To get you thinking, look out for our forthcoming tips on “should the worst happen”.

Festive glow from one of our clients

Sunday, November 18th, 2012

Soy Candle Collection The Soy Candle Collection sells beautiful hand-made candles made from 100% eco soy wax, which is produced from pure soybean oil. The business was set up by two friends and we helped draw up the agreement between them covering all key areas such as how they would make decisions, how profits were to be split, what they could spend money on and how to deal with the situation if one of them wanted to leave or was unable to continue. One year on they are still going strong and we like to think it is because they are built on solid foundations.  Take a peek at their range here.
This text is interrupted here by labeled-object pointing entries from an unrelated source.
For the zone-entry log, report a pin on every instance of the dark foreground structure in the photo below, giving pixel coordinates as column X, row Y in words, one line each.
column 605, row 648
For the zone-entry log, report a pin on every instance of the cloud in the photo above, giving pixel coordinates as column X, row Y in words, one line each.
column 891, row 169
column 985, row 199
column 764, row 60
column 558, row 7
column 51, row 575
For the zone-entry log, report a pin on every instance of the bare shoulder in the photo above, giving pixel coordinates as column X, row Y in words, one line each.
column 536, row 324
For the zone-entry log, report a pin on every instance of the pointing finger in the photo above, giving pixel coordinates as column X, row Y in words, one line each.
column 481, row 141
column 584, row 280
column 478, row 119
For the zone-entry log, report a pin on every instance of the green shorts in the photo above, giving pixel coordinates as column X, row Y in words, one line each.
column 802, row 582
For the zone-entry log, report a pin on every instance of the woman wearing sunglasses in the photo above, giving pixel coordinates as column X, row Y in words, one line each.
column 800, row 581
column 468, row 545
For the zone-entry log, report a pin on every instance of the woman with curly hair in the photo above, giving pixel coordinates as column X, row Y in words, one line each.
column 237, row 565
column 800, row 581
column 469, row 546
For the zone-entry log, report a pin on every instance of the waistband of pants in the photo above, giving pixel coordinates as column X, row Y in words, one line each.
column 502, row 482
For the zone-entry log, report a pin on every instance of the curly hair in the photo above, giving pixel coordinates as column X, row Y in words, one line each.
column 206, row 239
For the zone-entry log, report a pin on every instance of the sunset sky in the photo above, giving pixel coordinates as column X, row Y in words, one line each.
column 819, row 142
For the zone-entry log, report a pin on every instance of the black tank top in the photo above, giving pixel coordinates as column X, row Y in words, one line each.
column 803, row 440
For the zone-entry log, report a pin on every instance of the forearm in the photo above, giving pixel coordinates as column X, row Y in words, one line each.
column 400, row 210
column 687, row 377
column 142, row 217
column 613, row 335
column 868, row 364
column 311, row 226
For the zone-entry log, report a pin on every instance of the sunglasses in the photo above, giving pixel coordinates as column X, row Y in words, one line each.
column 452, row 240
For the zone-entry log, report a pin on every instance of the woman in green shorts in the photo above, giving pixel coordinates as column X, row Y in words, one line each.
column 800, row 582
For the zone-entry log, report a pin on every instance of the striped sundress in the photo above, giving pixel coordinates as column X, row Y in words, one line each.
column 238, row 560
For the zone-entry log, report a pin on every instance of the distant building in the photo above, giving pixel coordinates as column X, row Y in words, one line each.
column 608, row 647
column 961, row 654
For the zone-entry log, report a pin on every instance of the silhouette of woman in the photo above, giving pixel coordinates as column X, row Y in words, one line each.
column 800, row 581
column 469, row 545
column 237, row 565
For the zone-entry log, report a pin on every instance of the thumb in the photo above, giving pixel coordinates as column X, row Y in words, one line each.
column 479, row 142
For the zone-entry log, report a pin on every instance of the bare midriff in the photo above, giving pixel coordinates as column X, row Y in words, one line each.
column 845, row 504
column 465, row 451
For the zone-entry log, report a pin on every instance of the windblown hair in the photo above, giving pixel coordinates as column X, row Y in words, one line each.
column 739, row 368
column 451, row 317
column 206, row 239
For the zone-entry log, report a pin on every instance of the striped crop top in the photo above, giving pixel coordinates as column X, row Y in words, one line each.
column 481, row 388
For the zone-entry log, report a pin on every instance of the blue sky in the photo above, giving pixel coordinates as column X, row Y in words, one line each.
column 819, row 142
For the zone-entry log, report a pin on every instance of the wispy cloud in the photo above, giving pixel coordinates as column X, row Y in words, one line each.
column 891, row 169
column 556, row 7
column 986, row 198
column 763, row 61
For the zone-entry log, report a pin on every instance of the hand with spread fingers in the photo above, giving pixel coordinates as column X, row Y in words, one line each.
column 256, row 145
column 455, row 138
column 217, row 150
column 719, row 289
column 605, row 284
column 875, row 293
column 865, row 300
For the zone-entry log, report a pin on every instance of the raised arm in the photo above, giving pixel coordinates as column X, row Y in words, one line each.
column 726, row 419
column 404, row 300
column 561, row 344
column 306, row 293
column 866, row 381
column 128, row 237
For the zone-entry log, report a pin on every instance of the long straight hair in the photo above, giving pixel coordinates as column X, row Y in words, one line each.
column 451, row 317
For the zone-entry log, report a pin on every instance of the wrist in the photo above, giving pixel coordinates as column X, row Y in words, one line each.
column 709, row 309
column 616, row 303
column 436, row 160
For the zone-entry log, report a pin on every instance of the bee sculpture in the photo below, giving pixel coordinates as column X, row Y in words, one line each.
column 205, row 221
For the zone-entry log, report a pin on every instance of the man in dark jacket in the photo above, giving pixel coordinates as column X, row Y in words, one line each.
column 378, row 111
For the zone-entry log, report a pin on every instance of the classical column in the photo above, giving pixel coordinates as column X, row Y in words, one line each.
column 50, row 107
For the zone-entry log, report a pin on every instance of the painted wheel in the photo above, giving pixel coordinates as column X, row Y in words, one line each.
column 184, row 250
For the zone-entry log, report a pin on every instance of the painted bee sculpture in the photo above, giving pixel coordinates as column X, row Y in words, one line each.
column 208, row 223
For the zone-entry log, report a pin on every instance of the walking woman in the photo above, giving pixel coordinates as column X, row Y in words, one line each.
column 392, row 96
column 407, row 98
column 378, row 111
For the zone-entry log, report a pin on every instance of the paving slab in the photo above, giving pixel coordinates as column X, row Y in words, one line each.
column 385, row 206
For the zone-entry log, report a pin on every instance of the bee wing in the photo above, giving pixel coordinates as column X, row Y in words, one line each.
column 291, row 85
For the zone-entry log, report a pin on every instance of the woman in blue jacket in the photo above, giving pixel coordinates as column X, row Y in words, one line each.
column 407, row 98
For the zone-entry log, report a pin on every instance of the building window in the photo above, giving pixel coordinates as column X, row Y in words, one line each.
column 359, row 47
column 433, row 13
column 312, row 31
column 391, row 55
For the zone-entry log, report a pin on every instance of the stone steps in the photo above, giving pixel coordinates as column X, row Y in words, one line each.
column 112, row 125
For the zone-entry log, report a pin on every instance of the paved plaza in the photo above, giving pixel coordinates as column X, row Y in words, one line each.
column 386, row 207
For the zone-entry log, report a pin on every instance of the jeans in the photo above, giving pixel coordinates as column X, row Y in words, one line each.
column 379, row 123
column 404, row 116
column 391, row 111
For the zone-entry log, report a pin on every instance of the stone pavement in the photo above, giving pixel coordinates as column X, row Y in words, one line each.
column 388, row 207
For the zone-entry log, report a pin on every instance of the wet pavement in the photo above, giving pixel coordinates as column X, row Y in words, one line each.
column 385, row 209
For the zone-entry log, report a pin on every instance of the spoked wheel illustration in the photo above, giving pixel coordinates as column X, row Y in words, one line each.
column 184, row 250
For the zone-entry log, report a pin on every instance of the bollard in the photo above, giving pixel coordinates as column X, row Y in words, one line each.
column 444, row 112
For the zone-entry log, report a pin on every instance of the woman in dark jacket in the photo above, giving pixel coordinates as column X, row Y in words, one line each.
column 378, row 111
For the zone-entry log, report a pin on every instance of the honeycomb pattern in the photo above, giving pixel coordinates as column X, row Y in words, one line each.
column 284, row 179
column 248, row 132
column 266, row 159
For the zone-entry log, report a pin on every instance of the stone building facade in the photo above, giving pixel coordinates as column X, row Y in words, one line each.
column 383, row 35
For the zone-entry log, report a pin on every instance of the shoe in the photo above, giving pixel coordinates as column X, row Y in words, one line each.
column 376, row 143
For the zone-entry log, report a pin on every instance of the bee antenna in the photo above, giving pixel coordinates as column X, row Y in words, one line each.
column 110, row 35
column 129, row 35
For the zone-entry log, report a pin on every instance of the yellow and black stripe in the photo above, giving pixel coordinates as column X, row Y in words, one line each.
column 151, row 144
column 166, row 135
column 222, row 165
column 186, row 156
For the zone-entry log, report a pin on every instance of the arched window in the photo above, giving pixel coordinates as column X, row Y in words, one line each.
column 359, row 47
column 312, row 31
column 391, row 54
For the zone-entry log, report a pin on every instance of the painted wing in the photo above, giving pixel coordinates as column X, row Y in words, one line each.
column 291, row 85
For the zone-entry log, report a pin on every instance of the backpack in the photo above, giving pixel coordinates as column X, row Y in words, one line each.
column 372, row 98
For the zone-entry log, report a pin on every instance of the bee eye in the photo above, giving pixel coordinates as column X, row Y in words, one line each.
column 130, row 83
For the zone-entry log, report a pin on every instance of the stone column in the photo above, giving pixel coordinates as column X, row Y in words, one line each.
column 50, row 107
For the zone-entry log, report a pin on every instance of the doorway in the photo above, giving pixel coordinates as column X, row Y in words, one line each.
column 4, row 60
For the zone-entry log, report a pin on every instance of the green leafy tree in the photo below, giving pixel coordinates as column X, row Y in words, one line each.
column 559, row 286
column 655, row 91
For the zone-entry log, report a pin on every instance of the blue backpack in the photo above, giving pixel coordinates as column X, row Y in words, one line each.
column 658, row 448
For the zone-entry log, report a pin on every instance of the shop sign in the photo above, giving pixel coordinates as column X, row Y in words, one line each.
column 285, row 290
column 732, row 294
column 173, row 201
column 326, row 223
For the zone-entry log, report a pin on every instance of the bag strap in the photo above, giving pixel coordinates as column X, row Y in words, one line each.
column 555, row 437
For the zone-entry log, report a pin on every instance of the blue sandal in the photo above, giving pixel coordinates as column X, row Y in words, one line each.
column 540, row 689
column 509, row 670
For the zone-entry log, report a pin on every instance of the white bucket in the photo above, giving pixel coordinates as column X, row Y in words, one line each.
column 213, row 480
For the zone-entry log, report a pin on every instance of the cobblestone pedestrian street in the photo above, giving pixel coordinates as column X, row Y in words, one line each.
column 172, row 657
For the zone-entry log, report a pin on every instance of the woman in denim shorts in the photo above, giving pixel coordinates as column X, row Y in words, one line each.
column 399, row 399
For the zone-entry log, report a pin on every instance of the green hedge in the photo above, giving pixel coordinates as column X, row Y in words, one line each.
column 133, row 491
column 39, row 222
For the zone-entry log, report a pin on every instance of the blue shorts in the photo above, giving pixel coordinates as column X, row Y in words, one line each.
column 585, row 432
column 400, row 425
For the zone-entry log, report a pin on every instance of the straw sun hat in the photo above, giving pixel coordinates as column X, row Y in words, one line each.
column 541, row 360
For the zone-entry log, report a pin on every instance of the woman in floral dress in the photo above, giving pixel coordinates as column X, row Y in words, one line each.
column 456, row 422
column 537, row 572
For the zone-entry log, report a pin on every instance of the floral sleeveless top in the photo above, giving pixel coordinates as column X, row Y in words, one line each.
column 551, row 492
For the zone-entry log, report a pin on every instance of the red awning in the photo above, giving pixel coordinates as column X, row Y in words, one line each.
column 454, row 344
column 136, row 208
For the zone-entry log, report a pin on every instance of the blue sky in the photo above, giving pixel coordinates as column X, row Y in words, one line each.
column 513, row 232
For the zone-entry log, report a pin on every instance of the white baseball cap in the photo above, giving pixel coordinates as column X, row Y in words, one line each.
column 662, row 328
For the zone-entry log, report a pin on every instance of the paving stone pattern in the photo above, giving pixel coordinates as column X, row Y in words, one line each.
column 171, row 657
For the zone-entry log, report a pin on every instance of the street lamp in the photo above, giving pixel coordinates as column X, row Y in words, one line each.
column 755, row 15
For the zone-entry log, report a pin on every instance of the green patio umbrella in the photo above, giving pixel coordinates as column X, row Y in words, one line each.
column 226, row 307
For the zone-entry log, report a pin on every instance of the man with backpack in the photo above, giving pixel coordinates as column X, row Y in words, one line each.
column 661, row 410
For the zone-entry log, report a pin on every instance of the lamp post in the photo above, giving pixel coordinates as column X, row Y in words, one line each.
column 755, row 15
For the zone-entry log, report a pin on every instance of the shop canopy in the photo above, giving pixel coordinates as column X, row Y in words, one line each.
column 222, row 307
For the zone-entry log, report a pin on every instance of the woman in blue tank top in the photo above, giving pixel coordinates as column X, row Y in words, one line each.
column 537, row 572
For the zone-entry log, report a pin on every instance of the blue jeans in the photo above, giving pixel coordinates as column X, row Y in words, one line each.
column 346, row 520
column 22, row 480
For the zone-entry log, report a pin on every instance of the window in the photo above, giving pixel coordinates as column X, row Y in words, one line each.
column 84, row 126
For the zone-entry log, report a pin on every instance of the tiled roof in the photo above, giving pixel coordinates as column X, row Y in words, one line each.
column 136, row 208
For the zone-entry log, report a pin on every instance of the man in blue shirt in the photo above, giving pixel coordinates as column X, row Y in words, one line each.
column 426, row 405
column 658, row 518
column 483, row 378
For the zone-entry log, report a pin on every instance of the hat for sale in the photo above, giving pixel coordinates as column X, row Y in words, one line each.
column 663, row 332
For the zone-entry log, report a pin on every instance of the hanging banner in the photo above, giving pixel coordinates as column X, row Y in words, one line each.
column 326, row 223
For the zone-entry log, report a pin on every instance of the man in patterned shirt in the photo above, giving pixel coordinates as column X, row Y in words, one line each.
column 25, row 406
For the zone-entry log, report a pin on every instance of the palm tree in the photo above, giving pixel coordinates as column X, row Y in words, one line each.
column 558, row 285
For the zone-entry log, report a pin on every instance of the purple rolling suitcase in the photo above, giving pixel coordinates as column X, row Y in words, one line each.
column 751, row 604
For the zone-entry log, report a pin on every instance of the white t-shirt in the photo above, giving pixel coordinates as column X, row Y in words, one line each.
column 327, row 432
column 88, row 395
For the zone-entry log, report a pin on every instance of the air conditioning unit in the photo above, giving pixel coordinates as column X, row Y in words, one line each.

The founder commented:  ” We have been delighted with Off To See My Lawyer!  Jo offers a very professional service, delivered in an approachable and friendly manner, effectively communicates and translates complex legal requirements into a workable business format to help build and support our business. Jo’s help has been very valuable and we would highly recommend Off To See My Lawyer.  Thank you Jo!”

When its time to part…

Friday, July 20th, 2012

As a Mum of two children that I cannot bear the thought of being without, the time has suddenly come when they want to spread their wings. I naively thought this would not happen for a while, but no, they have plans to travel, meet with friends for days on end- the time is NOW!Business exit strategies

It occurred to me that similarly, business owners face the same scenario: teaming up with best friends and partners to run the perfect business not ever thinking that they might part company. They may not even want to part company and simply have circumstances forced upon them such as illness, moving country, pitter-patter of little feet…Then the question of splitting up the business or continuing to run the business with someone else rears its ugly head and no one has the answer. This is where it is vital in any kind of partnership to clearly spell out what happens if the unthinkable occurs. It is usually set out in a Partnership Agreement ( in the case of a simple partnership) or Shareholders’ Agreement ( in the case of owners of a limited company). Key areas to think about are:

  • Who can the leaving party transfer their share to? Should they offer it first to the remaining partner? If so, how will it be valued?
  • If the remaining partner doesn’t want it, can the leaving partner simply offer it to anybody? Even competitors?!
  • What happens to property and assets contributed to the partnership? How will they be split, if at all?
  • What circumstances will trigger the ‘leaving provisions’? Just external events such as death, illness, moving country or also breaches of the partnership agreement itself?

Whilst these questions may seem morose, they have to be faced-just like my birds flying from their nest. Chances are, you will hopefully never have to face them once you have addressed them, but you will have peace of mind knowing it is covered.